This tool is a command line anonymiser for access log files. The tool searches for IPv4 and IPv6 addresses in input files and anonymises them by removing a configurable number of bits from the end of the addresses. In addition to just anonymising, the tool also performs a reverse DNS lookup of the original address and stores the first level subdomain of the address.
The tool has been developed by Spatineo Inc specifically for use with Spatineo Monitor log analysis. The tool is released under GPLv3 to allow our users and others to build and share developments of the tool.
Source code is available at GitHub
Released versions are available on Maven Central
The log anonymiser is developed using Java and requires a Java runtime to run. OpenJDK is suggested as a runtime.
Functionally identical with the 1.0.x series, but has updated dependencies (Spring 6.1, Google Guava 33.2.0). Requires Java 19 or later to run
Original release, works with Java versions 8 and up
When running the anonymiser, you need to specify the input and output files along with parameters. Default parameters will work for most users.
> java -jar log-anonymiser-1.1.0.jar Usage: java -jar log-anonymisator.jar [options] inputfile outputfile The following options are supported: --compress.input=value Is the input file gzip compressed true/false (default autodetect) --compress.output=value Should the output file be gzip compressed true/false (default as input) --dns.allowprivate Return full private DNS names (e.g. hello.local) when DNS returns them --dns.disabled Disable DNS lookups (enabled by default) --dns.server=value DNS server(s) to use as a comma-delimited list, for example --dns.server=8.8.8.8,8.8.4.4 for Google public DNS (use system settings by default) --dns.timeoutmillis DNS lookup timeout in milliseconds (default 30000) --help Display this message --mask.ipv4=value How many bits in IPv4 addressess to mask / anonymise (default 8) --mask.ipv6=value How many bits in IPv6 addressess to mask / anonymise (default 80) --threads How many concurrent threads are used in parallel (default 32)
You can increase logging by setting the environment variable _JAVA_OPTIONS to "-Dlogging.level.com.spatineo=DEBUG" (or TRACE). This affects logging from this tool, but you can also change the logging level of other components by specifying a different Java package than com.spatineo.
This tool is also provided as a docker container on Dockerhub
To make it easy to run the container, this repository contains a script that uses the container on dockerhub and allows running the tool on the command line directly:
docker/anonymise.sh inputfile outputfile [options]

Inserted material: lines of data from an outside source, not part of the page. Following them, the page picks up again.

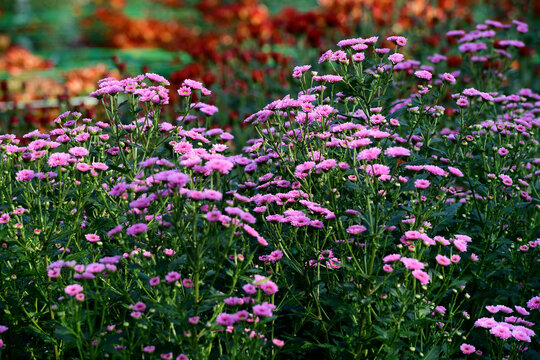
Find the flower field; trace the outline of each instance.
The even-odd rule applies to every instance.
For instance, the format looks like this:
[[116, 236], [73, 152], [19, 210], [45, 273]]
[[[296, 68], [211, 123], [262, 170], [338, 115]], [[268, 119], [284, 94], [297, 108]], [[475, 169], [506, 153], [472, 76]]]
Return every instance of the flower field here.
[[145, 72], [0, 135], [0, 359], [540, 359], [528, 34], [276, 56], [288, 94], [235, 131], [209, 84]]

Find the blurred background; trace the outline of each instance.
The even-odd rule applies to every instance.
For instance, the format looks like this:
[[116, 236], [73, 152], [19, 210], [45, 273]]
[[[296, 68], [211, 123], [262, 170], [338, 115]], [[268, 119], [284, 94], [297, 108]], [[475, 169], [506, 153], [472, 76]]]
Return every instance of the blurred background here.
[[539, 15], [534, 0], [0, 0], [0, 131], [46, 128], [67, 108], [92, 116], [97, 80], [145, 72], [171, 95], [203, 81], [216, 121], [238, 131], [342, 38], [405, 35], [408, 58], [446, 51], [459, 66], [444, 34], [487, 19], [529, 24], [519, 76], [539, 91]]

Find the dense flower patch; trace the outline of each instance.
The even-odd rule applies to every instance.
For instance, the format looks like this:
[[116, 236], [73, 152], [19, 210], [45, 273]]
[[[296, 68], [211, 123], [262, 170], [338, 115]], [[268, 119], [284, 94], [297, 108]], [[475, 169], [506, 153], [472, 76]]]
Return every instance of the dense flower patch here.
[[100, 80], [104, 119], [2, 135], [0, 354], [538, 355], [540, 95], [505, 91], [527, 30], [447, 34], [459, 71], [341, 40], [243, 147], [199, 81], [165, 121], [153, 73]]

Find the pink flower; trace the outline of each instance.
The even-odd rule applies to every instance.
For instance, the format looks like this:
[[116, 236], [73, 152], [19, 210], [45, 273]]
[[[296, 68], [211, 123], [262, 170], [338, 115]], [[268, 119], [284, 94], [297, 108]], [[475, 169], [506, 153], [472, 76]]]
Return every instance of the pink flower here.
[[279, 340], [278, 338], [273, 338], [272, 343], [277, 347], [282, 347], [283, 345], [285, 345], [285, 342], [283, 340]]
[[266, 281], [265, 283], [258, 286], [262, 289], [266, 294], [275, 294], [278, 292], [278, 286], [273, 281]]
[[363, 52], [355, 53], [352, 56], [353, 61], [360, 62], [363, 61], [366, 58]]
[[29, 182], [35, 177], [35, 173], [33, 170], [20, 170], [17, 172], [17, 180]]
[[475, 327], [482, 327], [484, 329], [491, 329], [494, 326], [497, 326], [498, 322], [493, 318], [480, 318], [474, 322]]
[[531, 342], [531, 337], [521, 330], [512, 330], [512, 336], [519, 341]]
[[100, 240], [99, 236], [96, 234], [86, 234], [84, 237], [90, 242], [98, 242]]
[[167, 280], [168, 283], [176, 282], [180, 279], [180, 274], [176, 271], [171, 271], [167, 275], [165, 275], [165, 280]]
[[211, 159], [206, 163], [206, 167], [210, 170], [217, 170], [221, 174], [228, 174], [234, 164], [226, 159]]
[[426, 71], [426, 70], [418, 70], [418, 71], [415, 71], [414, 75], [419, 78], [419, 79], [424, 79], [424, 80], [431, 80], [431, 73], [429, 71]]
[[57, 167], [57, 166], [66, 166], [69, 165], [69, 159], [71, 159], [71, 156], [66, 153], [54, 153], [51, 156], [49, 156], [49, 160], [47, 163], [51, 167]]
[[266, 301], [260, 305], [253, 306], [253, 313], [258, 316], [270, 317], [272, 316], [272, 310], [276, 307]]
[[69, 296], [75, 296], [81, 291], [83, 291], [83, 287], [79, 284], [68, 285], [64, 289], [64, 292], [68, 294]]
[[501, 324], [496, 325], [495, 327], [492, 327], [489, 330], [490, 334], [495, 335], [498, 338], [501, 339], [508, 339], [512, 336], [512, 332], [510, 329], [508, 329], [506, 326], [503, 326]]
[[442, 266], [448, 266], [450, 265], [450, 259], [447, 258], [446, 256], [444, 255], [437, 255], [435, 256], [435, 260], [437, 260], [437, 262], [439, 263], [439, 265], [442, 265]]
[[126, 229], [126, 233], [128, 235], [136, 236], [136, 235], [139, 235], [139, 234], [145, 232], [146, 230], [148, 230], [148, 226], [146, 224], [139, 223], [139, 224], [135, 224], [135, 225], [132, 225], [132, 226], [128, 227]]
[[145, 353], [149, 353], [149, 354], [153, 353], [154, 350], [156, 350], [156, 347], [155, 347], [154, 345], [145, 346], [145, 347], [143, 348], [143, 351], [144, 351]]
[[399, 259], [401, 259], [401, 255], [399, 255], [399, 254], [390, 254], [390, 255], [386, 255], [383, 258], [383, 262], [385, 262], [385, 263], [394, 262], [394, 261], [398, 261]]
[[540, 296], [535, 296], [527, 301], [527, 307], [530, 310], [540, 309]]
[[366, 231], [366, 227], [363, 225], [351, 225], [347, 228], [347, 233], [352, 235], [358, 235]]
[[246, 292], [246, 294], [255, 294], [257, 292], [257, 288], [251, 284], [245, 284], [242, 286], [242, 289]]
[[472, 354], [473, 352], [476, 351], [476, 348], [474, 346], [469, 345], [469, 344], [465, 344], [465, 343], [461, 344], [461, 346], [459, 348], [466, 355]]
[[88, 155], [88, 150], [83, 147], [76, 146], [69, 149], [69, 153], [73, 156], [83, 157]]
[[456, 83], [456, 78], [452, 74], [444, 73], [442, 78], [443, 78], [443, 80], [448, 81], [450, 84], [455, 84]]
[[178, 95], [189, 96], [191, 95], [191, 89], [187, 86], [182, 86], [180, 89], [178, 89]]
[[429, 180], [418, 179], [414, 182], [414, 186], [418, 189], [427, 189], [431, 183]]
[[76, 167], [77, 167], [77, 170], [82, 171], [82, 172], [87, 172], [89, 170], [92, 170], [92, 166], [88, 165], [87, 163], [83, 163], [83, 162], [77, 163]]
[[425, 265], [423, 263], [421, 263], [420, 261], [418, 261], [416, 259], [413, 259], [413, 258], [402, 257], [400, 259], [400, 261], [409, 270], [420, 270], [420, 269], [423, 269], [425, 267]]
[[388, 60], [390, 60], [393, 64], [397, 64], [405, 60], [405, 57], [400, 53], [392, 54], [388, 57]]
[[391, 156], [391, 157], [409, 156], [411, 155], [411, 151], [401, 146], [393, 146], [386, 149], [384, 151], [384, 155]]
[[457, 176], [457, 177], [463, 177], [463, 173], [461, 172], [461, 170], [455, 168], [455, 167], [452, 167], [452, 166], [449, 166], [448, 167], [448, 171], [454, 175], [454, 176]]
[[420, 281], [420, 284], [426, 285], [431, 280], [428, 273], [422, 270], [413, 270], [413, 276]]
[[135, 310], [135, 311], [144, 311], [144, 310], [146, 310], [146, 304], [139, 301], [138, 303], [133, 305], [133, 310]]
[[357, 158], [358, 160], [367, 160], [367, 161], [374, 160], [377, 158], [377, 156], [379, 156], [380, 153], [381, 153], [381, 149], [379, 148], [369, 148], [369, 149], [360, 151]]
[[234, 315], [231, 315], [231, 314], [221, 313], [217, 316], [216, 322], [219, 325], [229, 326], [229, 325], [234, 324], [235, 317]]

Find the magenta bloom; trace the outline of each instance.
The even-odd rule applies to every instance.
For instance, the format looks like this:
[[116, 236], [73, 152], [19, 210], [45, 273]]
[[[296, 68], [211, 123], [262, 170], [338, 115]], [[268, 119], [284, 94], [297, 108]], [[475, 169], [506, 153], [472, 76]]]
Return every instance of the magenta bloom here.
[[390, 60], [393, 64], [397, 64], [405, 60], [405, 57], [403, 56], [403, 54], [395, 53], [395, 54], [390, 55], [388, 57], [388, 60]]
[[54, 153], [49, 156], [49, 160], [47, 161], [47, 163], [50, 167], [66, 166], [69, 165], [69, 159], [71, 159], [71, 155], [69, 154]]
[[360, 153], [358, 154], [358, 160], [374, 160], [377, 158], [377, 156], [379, 156], [380, 153], [381, 149], [379, 148], [365, 149], [360, 151]]
[[171, 271], [167, 275], [165, 275], [165, 280], [167, 280], [168, 283], [176, 282], [180, 279], [180, 274], [176, 271]]
[[146, 224], [139, 223], [139, 224], [131, 225], [130, 227], [128, 227], [126, 230], [126, 233], [128, 235], [136, 236], [145, 232], [146, 230], [148, 230], [148, 226]]
[[424, 80], [431, 80], [432, 76], [431, 73], [429, 71], [426, 71], [426, 70], [418, 70], [418, 71], [415, 71], [414, 75], [419, 78], [419, 79], [424, 79]]
[[33, 170], [20, 170], [17, 172], [17, 180], [29, 182], [35, 177], [35, 173]]
[[139, 301], [138, 303], [133, 305], [133, 310], [142, 312], [142, 311], [146, 310], [146, 304]]
[[399, 260], [409, 270], [420, 270], [420, 269], [423, 269], [425, 267], [425, 265], [423, 263], [421, 263], [420, 261], [418, 261], [416, 259], [413, 259], [413, 258], [402, 257]]
[[472, 354], [473, 352], [476, 351], [476, 348], [474, 346], [465, 344], [465, 343], [461, 344], [459, 348], [461, 349], [461, 352], [463, 352], [466, 355]]
[[90, 242], [97, 242], [100, 240], [99, 236], [96, 234], [86, 234], [84, 237]]
[[262, 289], [266, 294], [271, 295], [278, 292], [278, 286], [273, 281], [266, 281], [264, 284], [259, 285], [259, 288]]
[[385, 262], [385, 263], [394, 262], [394, 261], [398, 261], [399, 259], [401, 259], [401, 255], [399, 255], [399, 254], [390, 254], [390, 255], [386, 255], [383, 258], [383, 262]]
[[279, 340], [278, 338], [273, 338], [272, 343], [277, 347], [282, 347], [283, 345], [285, 345], [285, 342], [283, 340]]
[[81, 291], [83, 291], [83, 287], [79, 284], [68, 285], [64, 289], [64, 292], [68, 294], [69, 296], [75, 296]]
[[437, 260], [439, 265], [442, 265], [442, 266], [448, 266], [451, 263], [450, 259], [444, 255], [435, 256], [435, 260]]
[[449, 74], [449, 73], [443, 74], [443, 80], [448, 81], [450, 84], [456, 83], [456, 78], [454, 77], [454, 75]]
[[219, 171], [222, 174], [228, 174], [234, 167], [234, 164], [226, 159], [212, 159], [206, 163], [206, 167], [210, 170]]
[[257, 316], [272, 316], [272, 310], [276, 307], [272, 304], [267, 303], [266, 301], [260, 305], [253, 306], [253, 313]]
[[414, 182], [414, 186], [417, 188], [417, 189], [427, 189], [429, 187], [431, 183], [429, 182], [429, 180], [425, 180], [425, 179], [418, 179]]
[[76, 146], [69, 149], [69, 153], [73, 156], [83, 157], [88, 155], [88, 150], [86, 148]]
[[234, 324], [235, 316], [227, 313], [221, 313], [217, 316], [216, 322], [219, 325], [229, 326]]
[[535, 296], [527, 301], [527, 307], [530, 310], [540, 309], [540, 296]]
[[426, 285], [431, 280], [428, 273], [422, 270], [413, 270], [413, 276], [420, 281], [420, 284]]
[[364, 225], [351, 225], [347, 228], [347, 233], [352, 235], [358, 235], [366, 231], [366, 227]]
[[384, 151], [384, 155], [391, 156], [391, 157], [409, 156], [411, 155], [411, 151], [401, 146], [393, 146], [386, 149]]
[[501, 339], [508, 339], [512, 336], [512, 331], [503, 325], [496, 325], [489, 330], [490, 334]]

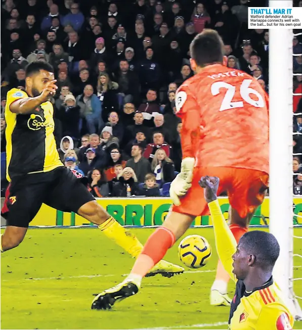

If you wish to build the container, you can use the command below. Note, this will download the official version from github.
cd docker/
docker build --build-arg VERSION=1.1.1 -t spatineo/log-anonymiser:1.1.1 .
Users of Spatineo Monitor should use this tool to process their log files before sending the logs to Spatineo. This tool can be easily integrated into the script that automates transfer of log files to Spatineo. The only change required to the usual upload script is that anonymising is done before sending the file.
This tool works by detecting IP addresses in text files. It reads a file, anonymises the IP addresses and writes the output into a separate file. All IP addresses found on a single row will be anonymised. This approach means the tool is compatible with almost all access log file formats.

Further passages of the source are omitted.